21 janv. 2017

La leçon de la Gambie

Vingt-deux ans de pouvoir à la tête de la Gambie n'étaient pas suffisants pour ce sinistre despote qui n'a pas une seule fois cru à la force des urnes.
1. La diplomatie et la CEDEAO. La pression politique, la diplomatie et la menace d'une intervention militaire sont venues à bout d'un tyran qui traitait son peuple comme ses esclaves et qui se croyait éternel. Pour une fois, l'Afrique de l'Ouest a parlé d'une seule voix. Le scénario idéal a joué en faveur du peuple. Les présidents voisins ont pesé de tout leur poids pour que la situation se décante en défaveur du récalcitrant et sanguinaire général. Le président élu a été unanimement soutenu aussi bien de l'intérieur que de l'extérieur. Le départ forcé en exil de Yahya Jammeh est le résultat d'une dynamique de tous ces éléments. J'ai été surpris de l'entendre évoquer l'intérêt suprême du peuple pour justifier son renversement. J'aurais attendu un message du genre: "Le peuple a décidé. Je me soumets au verdict des urnes." L'essentiel est fait. Il part, bon gré mal gré. Il est parti par la petite porte. Alors qu'il aurait été respecté s'il avait facilité l'alternance politique.
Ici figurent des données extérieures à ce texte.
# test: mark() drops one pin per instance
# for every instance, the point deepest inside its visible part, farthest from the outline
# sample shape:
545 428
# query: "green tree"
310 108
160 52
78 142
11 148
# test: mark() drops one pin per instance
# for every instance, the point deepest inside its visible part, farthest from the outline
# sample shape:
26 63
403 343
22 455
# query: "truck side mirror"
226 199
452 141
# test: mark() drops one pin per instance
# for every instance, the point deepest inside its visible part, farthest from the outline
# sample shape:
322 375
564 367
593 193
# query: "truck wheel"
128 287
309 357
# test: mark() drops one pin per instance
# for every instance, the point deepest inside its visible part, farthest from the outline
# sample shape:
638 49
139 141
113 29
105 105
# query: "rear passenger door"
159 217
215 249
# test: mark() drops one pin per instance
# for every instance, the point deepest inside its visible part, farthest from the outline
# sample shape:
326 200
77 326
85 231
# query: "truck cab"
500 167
2. La détermination d'un peuple. Un peuple uni et déterminé peut vaincre n'importe quel obstacle sur son chemin. Un dictateur, si puissant et rusé fut-il, finit mal ses jours sur le tremplin présidentiel qu'il transformerait volontiers en trône si l'occasion lui était donnée. L'empereur Bokassa n'a jamais fini de faire des émules parmi les apprentis-sorciers de la politique africaine. Le peuple gambien a décidé, les résultats n'ont pas été truqués, le président élu a prêté serment. Même l'armée qui est souvent le dernier recours a cédé à la pression populaire pour se mettre du côté du peuple. Le glas a sonné pour l'illustre autocrate, le reste n'était plus qu'une question d'heures. Vive l'exil, car il serait un sujet très encombrant pour son successeur. Du moins dans l'immédiat!
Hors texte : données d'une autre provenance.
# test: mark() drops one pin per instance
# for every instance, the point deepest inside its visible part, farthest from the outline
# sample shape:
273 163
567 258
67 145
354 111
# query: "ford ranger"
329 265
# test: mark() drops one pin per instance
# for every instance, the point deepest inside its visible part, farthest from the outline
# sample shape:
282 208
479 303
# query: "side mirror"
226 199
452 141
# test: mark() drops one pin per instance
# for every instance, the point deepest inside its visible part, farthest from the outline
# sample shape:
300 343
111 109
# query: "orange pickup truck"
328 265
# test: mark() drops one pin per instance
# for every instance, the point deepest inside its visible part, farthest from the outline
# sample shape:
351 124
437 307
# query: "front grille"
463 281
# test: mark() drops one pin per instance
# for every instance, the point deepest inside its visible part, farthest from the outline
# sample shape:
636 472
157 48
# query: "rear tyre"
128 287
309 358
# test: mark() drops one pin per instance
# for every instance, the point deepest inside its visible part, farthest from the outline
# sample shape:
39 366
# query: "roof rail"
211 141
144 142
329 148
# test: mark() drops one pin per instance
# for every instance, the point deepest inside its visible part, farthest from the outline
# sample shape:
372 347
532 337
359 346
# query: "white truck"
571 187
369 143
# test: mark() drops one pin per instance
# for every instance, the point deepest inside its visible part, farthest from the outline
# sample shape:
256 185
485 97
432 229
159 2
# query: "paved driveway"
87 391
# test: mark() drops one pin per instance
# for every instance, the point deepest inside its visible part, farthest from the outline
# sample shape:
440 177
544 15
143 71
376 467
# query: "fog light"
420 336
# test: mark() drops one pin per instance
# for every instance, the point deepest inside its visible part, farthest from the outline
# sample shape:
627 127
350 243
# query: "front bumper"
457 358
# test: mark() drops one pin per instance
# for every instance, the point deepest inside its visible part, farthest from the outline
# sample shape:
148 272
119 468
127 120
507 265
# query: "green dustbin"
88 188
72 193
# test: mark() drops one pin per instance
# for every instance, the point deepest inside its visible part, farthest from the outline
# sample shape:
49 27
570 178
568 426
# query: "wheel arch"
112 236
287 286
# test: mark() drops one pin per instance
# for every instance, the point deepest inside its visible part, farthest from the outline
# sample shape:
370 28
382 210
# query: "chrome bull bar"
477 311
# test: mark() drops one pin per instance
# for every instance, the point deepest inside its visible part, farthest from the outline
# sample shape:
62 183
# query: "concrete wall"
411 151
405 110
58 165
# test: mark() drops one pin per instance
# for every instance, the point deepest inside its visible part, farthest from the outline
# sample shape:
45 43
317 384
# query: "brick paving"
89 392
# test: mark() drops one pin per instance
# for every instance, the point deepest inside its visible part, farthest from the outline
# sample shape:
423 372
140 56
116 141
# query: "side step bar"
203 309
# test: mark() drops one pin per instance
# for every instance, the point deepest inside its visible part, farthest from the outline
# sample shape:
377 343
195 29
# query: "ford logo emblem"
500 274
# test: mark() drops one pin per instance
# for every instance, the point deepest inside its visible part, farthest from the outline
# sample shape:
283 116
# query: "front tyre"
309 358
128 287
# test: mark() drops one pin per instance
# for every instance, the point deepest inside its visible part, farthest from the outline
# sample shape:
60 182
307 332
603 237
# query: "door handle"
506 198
3. La crédibilité et l'intégrité d'un président. En Afrique, la démocratie n'est en général qu'un système d'acquisition du pouvoir en faux, un prétexte comme disait un comédien ivoirien: "En Afrique, on connaît les résultats avant même l'élection présidentielle." La personnalité individuelle du leader compte beaucoup dans la jeu démocratique d'un pays. En Egypte, ce sont toujours des militaires ou presque qui deviennent présidents. Les militaires ont une façon propre, brutale, d'imposer l'ordre. Morsi a été très vite évincé et n'a jamais fini son mandat. J'étais estomaqué de lire l'autre jour que Yayah Jammeh "aurait" éliminé physiquement ou fait disparaître son propre frère et sa propre sœur à la suite de conflits familiaux internes. Il n'aurait pas supporté leur ascendant dans le cercle de la famille. S'il a tué ses propres frangins, combien vaudrait a fortiori pour lui le corps d'un individu qui n'a pas de lien sanguin avec lui. Quelle leçon morale un fratricide pourrait-il donner à son peuple sinon celle du crime, de la violence et de l'imposture?
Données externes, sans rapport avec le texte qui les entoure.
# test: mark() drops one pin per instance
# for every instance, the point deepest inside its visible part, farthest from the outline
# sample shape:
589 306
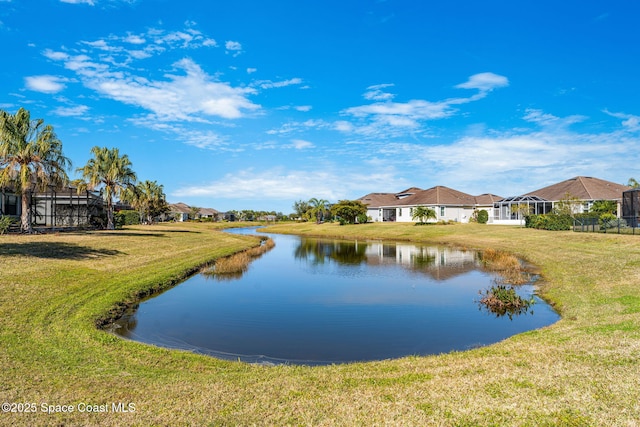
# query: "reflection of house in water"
438 262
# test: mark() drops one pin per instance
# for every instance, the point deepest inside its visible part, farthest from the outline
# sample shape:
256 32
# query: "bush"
482 217
5 223
553 222
127 217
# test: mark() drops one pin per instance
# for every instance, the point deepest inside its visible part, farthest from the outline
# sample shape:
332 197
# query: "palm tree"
30 159
110 171
318 208
148 198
4. La crainte des poursuites judiciaires. Ces présidents craignent souvent pour leurs vies à cause d'innombrables crimes physiques, corporels, économiques ou financiers qui entachent leurs régimes. Ils craignent d'être poursuivis une fois qu'ils perdent leur immunité présidentielle. D'où ils tiennent à garder les rênes jusqu'à la fin de leur vie. Quand ils sont sommés de quitter le pouvoir, ils exigent des garanties pour la sécurité de leur personne et leurs biens, pour celle de leurs proches collaborateurs civils et militaires. La CPI aussi les épie et attend qu'ils quittent la présidence. Plus qu'un individu, le président africain est un système à intérêts complexes. Il noue et entretient d'étroites relations avec des milieux mafieux de la finance, des multinationales, des magnats... certains contrôlent des trafics des drogues et des matières premières, blanchissant l'argent grâce à des sociétés à écran ou offshore. Les inextricables fils de leurs "empires" sont souvent impossibles à dégainer. Toujours est-ils que la plupart d'entre eux accumulent, intouchables, d'immenses fortunes dont l'origine est impossible à justifier par leurs seules redevances présidentielles. Politique, politique? Mani pulite!
Y a-t-il un rapport avec la Gambie? Je ne sais pas, mais ce sont ces réflexions que m'inspire cet épisode de l'histoire gambienne qui se tourne. Je m'arrête pour aujourd'hui.